Journal of the Society of Powder Technology, Japan Volume 43, Issue 4

Fluidized Bed Medium Separation (FBMS) Using Particles with Different Hydrophilic and Hydrophobic Properties

Three kinds of particles with different hydrophilic and hydrophobic properties were used as fluidized particles of Fluidized Bed Medium Separation (FBMS). Minimum fluidization velocity, apparent specific gravity of fluidized bed and floating-sinking behaviors of dry and wet coals were measured in order to investigate the stability of fluidization by changing relative humidity of air flow introduced from the bottom of the fluidized bed. The fluidization of hydrophilic particles became unstable with increasing the relative humidity, because particle aggregation took place at a high humidity. On the other hand, the fluidization of highly hydrophobic particles was stable with wet coals even at a high humidity. Therefore, the FBMS with highly hydrophobic particles is applicable to the density separation of coals at a high relative humidity without a control device for the relative humidity.

Fluidized Bed Medium Separation (FBMS) of Mortar and Gravel for Recycle of Waste Concrete

Fluidized bed medium separation (FBMS) was applied to the gravity separation of mortar and gravel for the recycle of waste concrete. Zircon sand (Z. S.)/glass beads (G. B.) and zircon sand/steel shots (S. S.) mixtures with various volume mixing ratios were employed as fluidized particles. Apparent specific gravity and the dispersion of a cylindrical fluidized bed were adjusted to 2.1-2.7 and less than 0.1 respectively by changing the volume mixing ratio of fluidized particles and the superficial velocity and then the mortar and gravel were loaded into the bed. As a result, the mortar and gravel were completely separated at the conditions that the volume mixing ratio was G. B.:Z. S.:S. S.=0:100:0 at the ratio of superficial velocity to the minimum fluidization velocity, u₀/u_mf=2.0, for the fluidized time of 10min. Furthermore, half batch type pilot-scale FBMS device (Gravity separation system with a new device that can discharge floating and sinking objects) was developed. Recoveries of mortar and gravel were investigated by floating-sinking experiments with the device. The recoveries of mortar and gravel were nearly 100% and 95%, respectively. High rate of recoveries was attained in with the FBMS using the new device.

Evaluation of Retention Performance of Submicron Particle by Ceramic Microfiltration Membrane

In order to establish a method for evaluating the particle retention performance of a ceramic membrane, microfiltration of suspensions of submicron polystyrene latex is performed, and the time changes in filtration rate, the particle rejection and the particle retention rate are evaluated.
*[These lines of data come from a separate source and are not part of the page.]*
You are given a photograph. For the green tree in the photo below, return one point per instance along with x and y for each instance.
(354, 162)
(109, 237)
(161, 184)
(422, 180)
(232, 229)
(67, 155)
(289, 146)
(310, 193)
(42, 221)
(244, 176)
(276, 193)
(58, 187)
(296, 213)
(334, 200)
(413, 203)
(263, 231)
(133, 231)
The rejection at the filtrate volume of 100cm per unit membrane area, R₁₀₀, is plotted against the ratio of particle diameter to pore diameter, d_p/d_m, for various membranes and particles. The plots clearly demonstrate that the transition to almost complete particle rejection from partial particle transmission through the membrane occurs at d_p/d_m of about 0.1. Furthermore, the filtrate volume at which the rejection reaches 0.9, v_0.9, is found to be one of the criteria for the evaluation of particle retention performance. This paper also proposes a method to evaluate the properties of filter cake formed on the membrane.

Development of High Performance Lithium Ion Secondary Battery by Powder Technology Approach

Cathode materials for lithium ion battery were successfully prepared by both sol-gel such as polymerized complex method and aerosol process. Sol-gel process offered the precursor with high chemical homogeneity and crystallinity. The electrochemical properties of cathode materials such as capacity and cycle performance were improved. Aerosol process also offered spherical fine particles which had submicron size with narrow size distribution and had a porous microstructure. Both charge/discharge capacity and cycle performance of cathode materials powders obtained from aerosol process was superior to that of commercial cathode powders produced by solid state reaction. Large scale aerosol process was developed for industrial production of cathode materials and spinel type lithium manganate powders were produced. Manganese type lithium ion battery module for electric bicycle and tram was also developed and showed high performance compared with commercial battery.